'En er mundo'

A mí también me conmueve el pasodoble En er mundo. Se me van los pies. Y si lo escucho cuando estoy lejos se me forma en la garganta el nudo de la añoranza, como en aquella copla en la que Concha Piquer, en Nueva York, una Nochebuena, preparó una cena para invitar a sus paisanos y al escuchar en un gramófono Suspiros de España rompió a llorar.
A mí también me gusta la iconografía taurina, los toreros de Goya y los toreros con cara de borrachos de Miguel Macaya. Soy capaz de apreciar la belleza de un cielo isidril iluminando los colores entre dramáticos y tópicos de la plaza. Admiro la figura de Juan Belmonte contada por Chaves Nogales como paradigma de un héroe de otro tiempo y puedo apreciar la prosa de pasamanería antigua de las crónicas taurinas. Lástima que tanto adorno encubra bellamente pero no evite el fin último de la fiesta: matar.
Estos días somos muchos (tal vez la mayoría) los que hemos sentido vergüenza al comprobar que si hay algo que al político le amedrenta es la voz del bruto: no se prohibirán en España las fiestas con sufrimiento animal. Al parecer, el PP encuentra que en ese sufrimiento se concentra nuestra esencia cultural y el PSOE prefiere no calentar a los bárbaros, aunque sean minoría. Todos ellos están, sin duda, prisioneros de los temibles orgullos locales.
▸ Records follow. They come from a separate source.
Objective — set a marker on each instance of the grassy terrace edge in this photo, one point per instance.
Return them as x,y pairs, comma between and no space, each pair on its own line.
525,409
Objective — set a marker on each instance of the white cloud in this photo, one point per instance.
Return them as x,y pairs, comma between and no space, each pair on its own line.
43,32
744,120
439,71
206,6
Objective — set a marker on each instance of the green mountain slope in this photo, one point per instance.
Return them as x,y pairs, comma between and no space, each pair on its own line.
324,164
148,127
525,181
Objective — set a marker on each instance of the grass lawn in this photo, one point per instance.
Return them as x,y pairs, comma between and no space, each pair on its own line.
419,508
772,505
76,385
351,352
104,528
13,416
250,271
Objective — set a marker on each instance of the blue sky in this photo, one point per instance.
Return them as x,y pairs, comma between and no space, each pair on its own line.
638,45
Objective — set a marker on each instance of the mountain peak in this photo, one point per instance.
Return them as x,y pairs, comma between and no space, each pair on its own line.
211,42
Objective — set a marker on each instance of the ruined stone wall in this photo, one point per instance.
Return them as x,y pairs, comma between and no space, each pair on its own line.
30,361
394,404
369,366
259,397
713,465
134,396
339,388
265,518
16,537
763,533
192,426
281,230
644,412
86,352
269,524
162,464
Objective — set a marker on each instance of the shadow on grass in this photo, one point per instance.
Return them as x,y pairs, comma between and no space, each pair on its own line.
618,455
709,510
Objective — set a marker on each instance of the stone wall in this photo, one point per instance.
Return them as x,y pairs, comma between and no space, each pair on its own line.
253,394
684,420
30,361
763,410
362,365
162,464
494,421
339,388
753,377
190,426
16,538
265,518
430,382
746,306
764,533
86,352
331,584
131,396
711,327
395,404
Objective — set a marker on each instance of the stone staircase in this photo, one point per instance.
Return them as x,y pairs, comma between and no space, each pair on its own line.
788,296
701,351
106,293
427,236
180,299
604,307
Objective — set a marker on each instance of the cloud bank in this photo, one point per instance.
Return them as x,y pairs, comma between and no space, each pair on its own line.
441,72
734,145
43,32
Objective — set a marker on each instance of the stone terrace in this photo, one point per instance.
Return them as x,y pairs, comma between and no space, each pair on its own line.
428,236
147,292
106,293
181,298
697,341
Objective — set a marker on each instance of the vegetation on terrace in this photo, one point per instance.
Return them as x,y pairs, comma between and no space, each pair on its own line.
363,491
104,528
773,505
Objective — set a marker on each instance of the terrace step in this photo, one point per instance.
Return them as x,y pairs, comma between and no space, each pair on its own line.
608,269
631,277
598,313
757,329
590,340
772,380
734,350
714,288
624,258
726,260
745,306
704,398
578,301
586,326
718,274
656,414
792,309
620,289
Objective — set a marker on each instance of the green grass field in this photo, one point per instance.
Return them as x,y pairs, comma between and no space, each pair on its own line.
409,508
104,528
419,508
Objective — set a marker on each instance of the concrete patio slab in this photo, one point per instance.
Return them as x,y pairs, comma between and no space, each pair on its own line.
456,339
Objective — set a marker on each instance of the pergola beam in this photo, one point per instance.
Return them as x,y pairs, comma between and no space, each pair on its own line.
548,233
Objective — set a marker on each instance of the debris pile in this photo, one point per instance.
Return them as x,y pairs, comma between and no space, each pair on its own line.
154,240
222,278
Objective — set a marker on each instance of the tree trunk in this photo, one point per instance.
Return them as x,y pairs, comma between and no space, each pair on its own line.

Pero hay una contradicción más profunda que planea sobre el asunto y en la que muchos detractores del toro de la Vega no querrían reconocerse: ¿cómo se distingue entre el sufrimiento popular y el artístico? ¿Cómo lo distingue la prensa para poder conjugar con tanta naturalidad una crónica denunciadora de la brutalidad con otra (ésta en Cultura) que ensalza la coreografía filosófica del toreo? ¿Cómo se mide la diferencia entre lo que sufre un animal linchado por todo un pueblo y lo que sufre a manos de un solo hombre sacado a hombros por el pueblo?